Gartner Hype Cycle and Copyright
In the morning, I opened today’s Times of India, Bangalore edition and on page 18 I found an article on “Gartner Hype Cycle of Emerging Technologies 2009″. There is no copyright notice. It appears as it some reported has picked up the graphics from the web and written the article. So, this may be a case of copyright infringement.
You can access it here – http://epaper.timesofindia.com/Daily/skins/TOINEW/navigator.asp?Daily=TOIBG&showST=true&login=default&pub=TOI and select page 18.
I had come across a post by Neville Hobson (2nd August) on Gartner restricts usage of hype cycle graphics, which discussed the subject of copyright.
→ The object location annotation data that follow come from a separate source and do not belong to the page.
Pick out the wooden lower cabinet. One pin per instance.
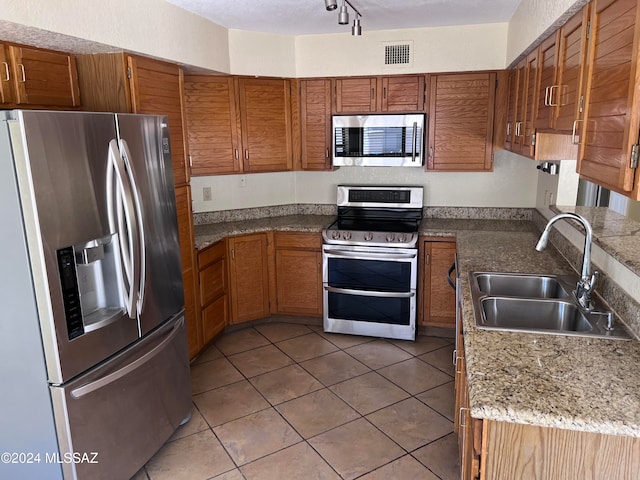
(438, 298)
(214, 302)
(492, 450)
(248, 276)
(298, 265)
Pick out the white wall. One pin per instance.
(531, 19)
(443, 49)
(512, 184)
(150, 27)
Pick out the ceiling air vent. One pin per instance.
(398, 54)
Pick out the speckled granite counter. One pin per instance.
(210, 233)
(576, 383)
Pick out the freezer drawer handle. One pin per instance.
(112, 377)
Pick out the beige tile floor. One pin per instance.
(287, 401)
Gartner has a clearly defined policy on who can quote the hype cycle – Want to quote a Hype Cycle?.
Does such copyright violation help or harm Gartner?
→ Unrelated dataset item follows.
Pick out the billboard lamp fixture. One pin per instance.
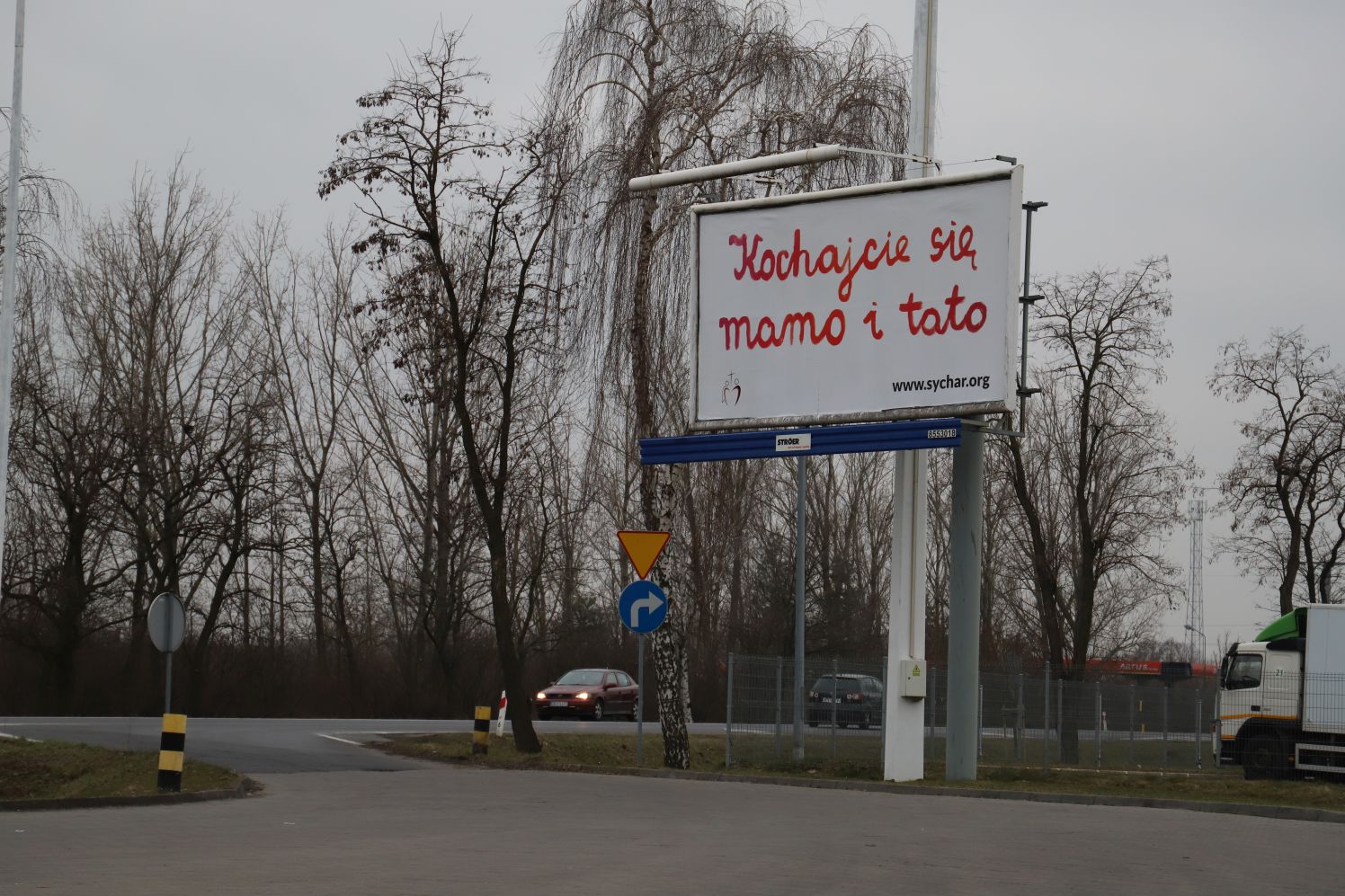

I think it is good free advertisement of the report as well as the concept of hype cycle and I agree with Neville Hobson that by restricting the use Gartner is preventing “…buzz about their research…” to emerge.
Brendan Hughes has commented that a “…creative commons type approach here would be very beneficial for Gartner and more in keeping with the spirit of openness in the digital age.”
However, Gartner feels that the use of the graphics out of context can be misleading. For example, according to Gartner, labels like trough of disillusionment, is open to misinterpretation.
Other Hype-Cycle Reports
Apart from the hype cycle on emerging technologies, which receive the maximum attention, Gartner also published hype-cycles of many other topics (I counted 79 of the). You can see the list here. Each report is around USD 1,995.
However, if you are only interested in the finding out what technologies are covered in each of the report, it is available as the table of content available on the Gartner site.